Isso foi o que ela contou o que aconteceu na sala dos horrores chegando de lá nós conversamos.
- Vera, se acalma, se não eles vão por você no eletro choque, você sabe, as garotas que estão aqui há mais tempo que passaram por isso já não estão melhor do que antes, depois do choque parece que a esperança se acaba, a gente fica meio sem nada...sem sentimento.  Acalma-se, menina. Naquele dia não sei por que eles não a buscaram. No outro dia logo cedo quando acordei vi Vera olhando para o sol novamente, passou o dia todo olhando para o sol, estupefata,  olhava tão intensa que achei que uma hora ia desmaiar, era domingo dia de visita e ela esperava o carteiro como nunca antes, observava a porta como se esperasse alguém, alguma mensagem, não sei,talvez algum conforto....que nunca veio. A gente olhava os outros internos com seus familiares e o como a família trazia comida diferente, frango, macarronada de domingo e quando o interno não agüentava mais ele jogava no chão e os outros brigavam para comer os restos. Na rua das palmeiras tinha um bar que o dono passava água ardente para os pacientes durante a semana e os familiares pagavam no final de semana, o Bedel via, mas não falava nada porque metade era dele.   Nesse mesmo dia Vera passou a conversar desesperadamente, desabafava, falou pelos cotovelos. Me disse que vinha de Ribeirão Preto  e teve um caso com um figurão da cidade e engravidou , que teve que fugir pois ele não queria o nome dele sujo por uma mulher desclassificada como ela. Disse que veio para São Paulo, mas como o figurão era muito importante colocou pessoas atrás dela até encontrarem e colocarem ela aqui. Esse dia ela falou muito. 
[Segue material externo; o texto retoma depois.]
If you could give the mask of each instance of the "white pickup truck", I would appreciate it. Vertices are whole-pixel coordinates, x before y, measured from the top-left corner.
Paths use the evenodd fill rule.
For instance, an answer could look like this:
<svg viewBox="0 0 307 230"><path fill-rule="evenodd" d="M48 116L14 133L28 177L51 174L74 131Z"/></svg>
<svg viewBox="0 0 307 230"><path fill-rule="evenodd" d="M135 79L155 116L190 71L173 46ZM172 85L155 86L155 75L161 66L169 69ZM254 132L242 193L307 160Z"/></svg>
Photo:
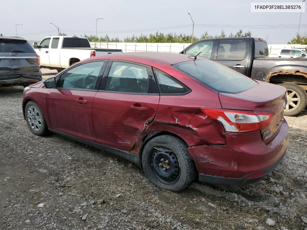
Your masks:
<svg viewBox="0 0 307 230"><path fill-rule="evenodd" d="M75 36L49 36L33 48L41 58L42 68L62 71L76 62L91 57L114 52L121 49L91 48L85 37Z"/></svg>

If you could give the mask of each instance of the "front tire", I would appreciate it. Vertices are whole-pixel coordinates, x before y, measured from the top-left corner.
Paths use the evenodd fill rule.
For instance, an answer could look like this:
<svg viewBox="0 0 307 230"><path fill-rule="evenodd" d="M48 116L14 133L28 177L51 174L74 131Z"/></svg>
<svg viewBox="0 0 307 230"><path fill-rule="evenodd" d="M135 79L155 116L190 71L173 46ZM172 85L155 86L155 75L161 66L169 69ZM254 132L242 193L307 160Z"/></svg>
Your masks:
<svg viewBox="0 0 307 230"><path fill-rule="evenodd" d="M39 136L45 136L49 133L45 117L41 109L33 101L28 102L25 109L27 125L33 133Z"/></svg>
<svg viewBox="0 0 307 230"><path fill-rule="evenodd" d="M193 181L196 171L187 147L181 140L169 135L149 140L143 150L142 163L150 182L165 189L180 192Z"/></svg>
<svg viewBox="0 0 307 230"><path fill-rule="evenodd" d="M307 105L307 93L294 83L283 83L279 85L287 89L287 104L284 110L285 116L294 116L303 110Z"/></svg>

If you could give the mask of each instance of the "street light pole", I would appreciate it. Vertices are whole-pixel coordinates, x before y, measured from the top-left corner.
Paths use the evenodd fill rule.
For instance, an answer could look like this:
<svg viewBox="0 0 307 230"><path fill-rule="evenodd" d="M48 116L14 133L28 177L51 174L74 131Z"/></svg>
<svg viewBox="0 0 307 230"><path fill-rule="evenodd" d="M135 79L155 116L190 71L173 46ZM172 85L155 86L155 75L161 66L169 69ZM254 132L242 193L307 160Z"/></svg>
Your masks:
<svg viewBox="0 0 307 230"><path fill-rule="evenodd" d="M52 25L53 25L56 27L58 28L58 35L60 35L60 29L59 29L59 27L58 27L56 25L52 23L51 23L51 22L50 22L50 24L52 24Z"/></svg>
<svg viewBox="0 0 307 230"><path fill-rule="evenodd" d="M301 25L301 18L302 17L302 10L303 10L303 4L305 0L302 0L302 6L301 8L301 15L300 15L300 22L298 23L298 29L297 30L297 34L299 34L300 25Z"/></svg>
<svg viewBox="0 0 307 230"><path fill-rule="evenodd" d="M15 27L16 28L16 36L17 36L17 26L19 25L22 25L22 24L16 24L15 25Z"/></svg>
<svg viewBox="0 0 307 230"><path fill-rule="evenodd" d="M97 36L97 21L100 19L103 19L102 17L99 17L99 18L96 18L96 37L98 38Z"/></svg>
<svg viewBox="0 0 307 230"><path fill-rule="evenodd" d="M305 1L305 0L304 0ZM191 39L191 42L193 43L193 36L194 36L194 22L193 21L193 19L192 19L192 16L191 16L191 15L190 14L190 13L188 13L188 14L190 15L190 17L191 17L191 20L192 20L192 22L193 22L193 27L192 28L192 39Z"/></svg>

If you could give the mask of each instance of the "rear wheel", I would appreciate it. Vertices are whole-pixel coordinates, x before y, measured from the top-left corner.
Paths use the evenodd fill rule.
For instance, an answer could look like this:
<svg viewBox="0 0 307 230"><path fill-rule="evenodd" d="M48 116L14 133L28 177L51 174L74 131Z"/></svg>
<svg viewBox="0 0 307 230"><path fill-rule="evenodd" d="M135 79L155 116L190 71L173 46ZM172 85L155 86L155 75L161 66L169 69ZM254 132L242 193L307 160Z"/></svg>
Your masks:
<svg viewBox="0 0 307 230"><path fill-rule="evenodd" d="M25 109L27 125L33 133L43 136L49 133L43 113L37 104L33 101L28 102Z"/></svg>
<svg viewBox="0 0 307 230"><path fill-rule="evenodd" d="M279 85L287 89L285 116L294 116L303 111L307 104L307 93L305 90L294 83L283 83Z"/></svg>
<svg viewBox="0 0 307 230"><path fill-rule="evenodd" d="M158 136L147 142L143 151L142 163L151 182L175 192L184 189L196 175L185 143L169 135Z"/></svg>

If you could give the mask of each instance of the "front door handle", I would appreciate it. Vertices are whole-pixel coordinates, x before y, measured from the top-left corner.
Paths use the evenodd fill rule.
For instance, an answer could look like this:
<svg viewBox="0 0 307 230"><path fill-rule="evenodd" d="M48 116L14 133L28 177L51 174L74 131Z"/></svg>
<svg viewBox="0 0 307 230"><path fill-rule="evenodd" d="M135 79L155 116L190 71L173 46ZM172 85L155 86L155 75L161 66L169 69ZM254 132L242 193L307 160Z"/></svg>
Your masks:
<svg viewBox="0 0 307 230"><path fill-rule="evenodd" d="M130 108L134 110L137 110L139 111L145 111L147 110L147 109L146 107L143 107L142 106L139 107L138 106L134 106L134 105L130 105Z"/></svg>
<svg viewBox="0 0 307 230"><path fill-rule="evenodd" d="M84 100L83 99L77 99L76 101L79 104L87 103L87 101L86 100Z"/></svg>

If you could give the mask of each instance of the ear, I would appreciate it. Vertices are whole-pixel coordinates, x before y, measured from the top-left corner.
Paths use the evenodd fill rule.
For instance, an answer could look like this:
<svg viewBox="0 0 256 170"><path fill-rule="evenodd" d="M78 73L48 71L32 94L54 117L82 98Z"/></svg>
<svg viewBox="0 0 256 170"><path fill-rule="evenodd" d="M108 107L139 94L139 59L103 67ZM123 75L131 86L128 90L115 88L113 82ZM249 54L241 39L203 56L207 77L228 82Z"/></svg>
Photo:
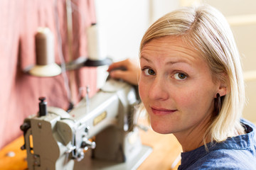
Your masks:
<svg viewBox="0 0 256 170"><path fill-rule="evenodd" d="M225 96L228 93L228 90L226 83L220 82L216 94L219 94L220 96Z"/></svg>

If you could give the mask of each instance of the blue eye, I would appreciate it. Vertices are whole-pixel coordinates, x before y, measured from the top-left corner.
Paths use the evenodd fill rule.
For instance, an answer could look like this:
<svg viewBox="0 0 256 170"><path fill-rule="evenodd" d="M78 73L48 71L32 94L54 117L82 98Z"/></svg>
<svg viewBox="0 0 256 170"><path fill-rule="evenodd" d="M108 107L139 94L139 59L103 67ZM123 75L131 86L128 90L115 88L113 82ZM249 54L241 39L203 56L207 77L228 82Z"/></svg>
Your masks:
<svg viewBox="0 0 256 170"><path fill-rule="evenodd" d="M154 70L151 69L146 68L146 69L144 69L142 71L143 71L143 72L145 73L145 74L147 75L147 76L154 76L154 75L156 74L156 73L155 73L155 72L154 72Z"/></svg>
<svg viewBox="0 0 256 170"><path fill-rule="evenodd" d="M183 73L176 73L174 74L174 78L178 80L183 80L186 79L188 76Z"/></svg>

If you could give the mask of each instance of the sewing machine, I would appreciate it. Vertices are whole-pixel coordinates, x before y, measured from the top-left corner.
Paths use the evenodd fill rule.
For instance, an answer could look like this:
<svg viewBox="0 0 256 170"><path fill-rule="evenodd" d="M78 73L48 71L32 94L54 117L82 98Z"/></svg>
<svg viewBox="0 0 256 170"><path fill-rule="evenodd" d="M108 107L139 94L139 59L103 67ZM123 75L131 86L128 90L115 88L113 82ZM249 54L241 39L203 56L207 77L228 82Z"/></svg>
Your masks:
<svg viewBox="0 0 256 170"><path fill-rule="evenodd" d="M29 169L136 169L151 152L141 143L136 91L125 82L107 81L70 113L40 100L38 115L21 126Z"/></svg>

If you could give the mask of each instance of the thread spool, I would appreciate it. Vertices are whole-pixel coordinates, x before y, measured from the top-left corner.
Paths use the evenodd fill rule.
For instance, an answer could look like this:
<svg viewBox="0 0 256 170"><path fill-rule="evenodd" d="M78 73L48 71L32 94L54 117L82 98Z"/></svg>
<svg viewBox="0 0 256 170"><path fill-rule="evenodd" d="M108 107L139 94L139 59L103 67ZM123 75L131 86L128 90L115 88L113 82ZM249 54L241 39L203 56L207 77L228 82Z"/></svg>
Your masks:
<svg viewBox="0 0 256 170"><path fill-rule="evenodd" d="M87 52L90 60L104 60L107 58L104 34L97 24L93 23L87 30Z"/></svg>
<svg viewBox="0 0 256 170"><path fill-rule="evenodd" d="M53 76L61 73L55 63L53 35L48 28L39 28L35 35L36 65L28 71L36 76Z"/></svg>

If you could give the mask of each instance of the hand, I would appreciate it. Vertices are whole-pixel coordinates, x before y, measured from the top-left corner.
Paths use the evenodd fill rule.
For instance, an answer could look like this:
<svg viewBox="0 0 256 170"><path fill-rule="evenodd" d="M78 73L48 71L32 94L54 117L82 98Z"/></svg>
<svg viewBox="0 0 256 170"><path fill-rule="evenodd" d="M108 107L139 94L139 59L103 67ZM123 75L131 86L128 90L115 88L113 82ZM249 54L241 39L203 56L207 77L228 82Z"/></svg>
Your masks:
<svg viewBox="0 0 256 170"><path fill-rule="evenodd" d="M127 59L112 64L107 72L110 72L110 77L113 79L122 79L132 84L138 85L142 71L139 63Z"/></svg>

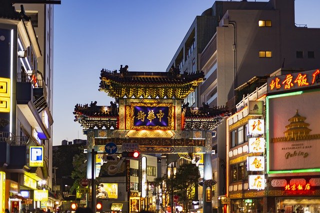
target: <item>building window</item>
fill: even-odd
[[[156,176],[156,166],[146,166],[146,175]]]
[[[138,184],[138,182],[130,182],[130,189],[132,190],[139,190]]]
[[[130,175],[131,176],[138,176],[139,175],[138,170],[136,168],[130,168]]]
[[[304,52],[303,51],[297,51],[296,52],[296,58],[304,58]]]
[[[271,20],[259,20],[259,26],[271,26]]]
[[[308,51],[308,58],[314,58],[314,51]]]
[[[248,140],[248,124],[241,126],[231,132],[231,147],[234,147]]]
[[[231,182],[248,180],[246,162],[231,165]]]
[[[192,72],[196,72],[196,58],[192,60]]]
[[[259,51],[260,58],[272,58],[272,51]]]

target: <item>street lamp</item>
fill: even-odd
[[[174,166],[174,162],[170,164],[170,166],[168,167],[168,178],[170,178],[171,184],[171,212],[174,210],[174,178],[176,176],[176,168]]]

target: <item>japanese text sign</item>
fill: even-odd
[[[268,81],[267,90],[269,94],[312,87],[319,84],[320,70],[318,69],[275,76],[268,78]]]

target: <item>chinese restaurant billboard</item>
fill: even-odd
[[[267,172],[320,172],[320,92],[266,97]]]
Escrevo essa carta para que saibam que nós vivemos aqui e passamos por maus bocados, mas resistimos e essa noite acabará com esse martírio, coloco essa carta na garrafa para que não queime junto com essa sucursal do inferno.
*
O Complexo Dona Antonia também conhecido como Hospital dos Loucos passou por alguns incêndios e um deles queimou  a ala das mulheres e algumas morreram carbonizadas porque as portas estavam trancadas. Encontramos essa carta no leito 07 dentro de um buraco no chão em 1992 depois de fechar o hospital e enviamos essa carta para Prefeitura de Ribeirão Preto para que tivéssemos alguma resposta, mas até hoje não obtivemos resposta se a tal Vera existia ou era alucinação de outra paciente.
                                                   Guarulhos, 14 de setembro de 1992.